こんな映画は見ちゃいけない!

映画ライター・福本ジローによる、ハリウッドの大作から日本映画の小品までスポットを当てる新作映画専門批評サイト。

ウーマン・イン・ブラック 亡霊の館

otello2012-10-10

ウーマン・イン・ブラック 亡霊の館 WOMAN IN BLACK

監督 ジェームズ・ワトキンス
出演 ダニエル・ラドクリフ/キアラン・ハインズ/ジャネット・マクティア
ナンバー 246
批評 ネタばれ注意! 結末に触れています

飛び降り、服毒、焼身、入水・・・。黒衣の女の視線に子供たちは巧みに心を操られ、自らを死に追いやっていく。彼女の歪んだ恨みは、幸せな家庭から子供を奪う純粋な悪意となって人々を苦しめる。そしてそれは終わりなく続く。映画は、哀しみの果てに自殺した母親の狂気に似た怨念に翻弄される男を描く。人形の目に映る光の動き、窓ガラスに浮かび上がる凶相、不気味な物音、そういったディテールで幽霊の存在を信じる主人公の感覚が再現され、クールでシャープな映像は首筋を羽根でなでられるような気配すら感じさせる。「見猿・言わ猿・聞か猿」が東照宮よりもっと昔から西洋にもあったとは初めて知った。

弁護士のアーサーは古い邸宅の遺品整理を命じられ、片田舎の村に向かう。無人の屋敷からは大量の書類が見つかり、かつてこの家では子供を取り上げられた上に事故で亡くした女・ジェネットが絶望の果てに首を吊っていたとアーサーは知る。

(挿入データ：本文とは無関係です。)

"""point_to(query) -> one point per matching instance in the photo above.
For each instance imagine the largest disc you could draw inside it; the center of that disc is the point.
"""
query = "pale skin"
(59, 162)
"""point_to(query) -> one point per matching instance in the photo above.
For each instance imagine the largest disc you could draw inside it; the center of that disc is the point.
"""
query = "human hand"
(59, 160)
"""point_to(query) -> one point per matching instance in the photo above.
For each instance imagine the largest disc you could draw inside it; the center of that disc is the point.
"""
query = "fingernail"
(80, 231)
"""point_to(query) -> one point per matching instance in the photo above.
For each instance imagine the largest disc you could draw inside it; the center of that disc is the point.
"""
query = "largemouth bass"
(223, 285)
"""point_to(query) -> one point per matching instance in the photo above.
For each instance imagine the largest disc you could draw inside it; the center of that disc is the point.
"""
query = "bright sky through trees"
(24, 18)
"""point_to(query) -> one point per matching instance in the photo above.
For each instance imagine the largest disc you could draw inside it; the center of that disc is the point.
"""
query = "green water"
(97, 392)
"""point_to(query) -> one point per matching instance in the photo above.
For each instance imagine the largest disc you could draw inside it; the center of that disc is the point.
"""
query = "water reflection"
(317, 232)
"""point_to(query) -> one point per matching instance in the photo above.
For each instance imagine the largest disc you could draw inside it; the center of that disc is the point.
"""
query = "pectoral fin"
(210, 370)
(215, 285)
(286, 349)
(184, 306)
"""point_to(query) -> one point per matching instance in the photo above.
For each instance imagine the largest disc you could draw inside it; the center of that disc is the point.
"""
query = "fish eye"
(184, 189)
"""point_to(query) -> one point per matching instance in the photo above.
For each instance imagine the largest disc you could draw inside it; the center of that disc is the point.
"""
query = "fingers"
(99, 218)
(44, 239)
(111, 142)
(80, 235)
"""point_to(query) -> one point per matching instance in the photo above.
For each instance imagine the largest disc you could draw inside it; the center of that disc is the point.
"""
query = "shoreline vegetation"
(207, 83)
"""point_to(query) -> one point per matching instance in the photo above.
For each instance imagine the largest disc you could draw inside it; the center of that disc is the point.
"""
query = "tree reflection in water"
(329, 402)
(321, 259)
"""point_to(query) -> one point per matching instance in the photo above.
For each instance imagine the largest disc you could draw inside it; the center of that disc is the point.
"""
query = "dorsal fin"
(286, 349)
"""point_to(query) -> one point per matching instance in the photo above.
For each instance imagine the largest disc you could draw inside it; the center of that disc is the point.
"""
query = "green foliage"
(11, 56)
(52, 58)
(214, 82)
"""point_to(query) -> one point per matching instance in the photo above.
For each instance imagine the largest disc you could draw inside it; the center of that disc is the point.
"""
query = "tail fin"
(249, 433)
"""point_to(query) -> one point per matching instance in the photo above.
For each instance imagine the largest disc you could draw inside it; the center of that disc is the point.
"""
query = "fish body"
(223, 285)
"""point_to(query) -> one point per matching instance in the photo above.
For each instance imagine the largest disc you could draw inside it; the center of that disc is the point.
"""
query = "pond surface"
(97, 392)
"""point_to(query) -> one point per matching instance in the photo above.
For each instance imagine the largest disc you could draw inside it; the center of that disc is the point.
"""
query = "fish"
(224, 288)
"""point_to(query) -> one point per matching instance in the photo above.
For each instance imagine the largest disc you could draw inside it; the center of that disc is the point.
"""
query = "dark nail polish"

出産時に妻を亡くした胸の痛みからいまだ立ち直れないアーサー。妻の霊がいつもそばにいると感じている彼にとって死は身近なものだ。一方、アーサーの協力者となるサムは息子がジェネットに殺されたにもかかわらず幽霊を信じず、自分の妻に息子の霊が憑依するのをパラノイアと断じる。この2人に対し、まだ霊的なものにオープンな子供たちはジェネットの意図を受けいれてしまう。子供たちが最期を迎える瞬間のある種恍惚とした表情には安寧が感じられ、死が放つ甘美な香りに誘惑されているよう。恐怖と苦悶に顔を歪ませ息絶えていく和製ホラーとは一味違う出来栄えだった。

◆ネタばれ注意! 以下 結末に触れています◆

やがて、「ジェネットの姿を見た者は子供が殺される」と聞かされたアーサーは、ひとり息子と合流する前にジェネットの息子の遺体を沼地から浚い、彼女の墓に供葬して魂を慰めようとする。予想を裏切るラストは、ある意味己の願いを叶えてもらったジェネットが、お返しにアーサーの思いを満たしてやったということなのだろう。救いのないようで実は救われている、洗練されたオチだった。。。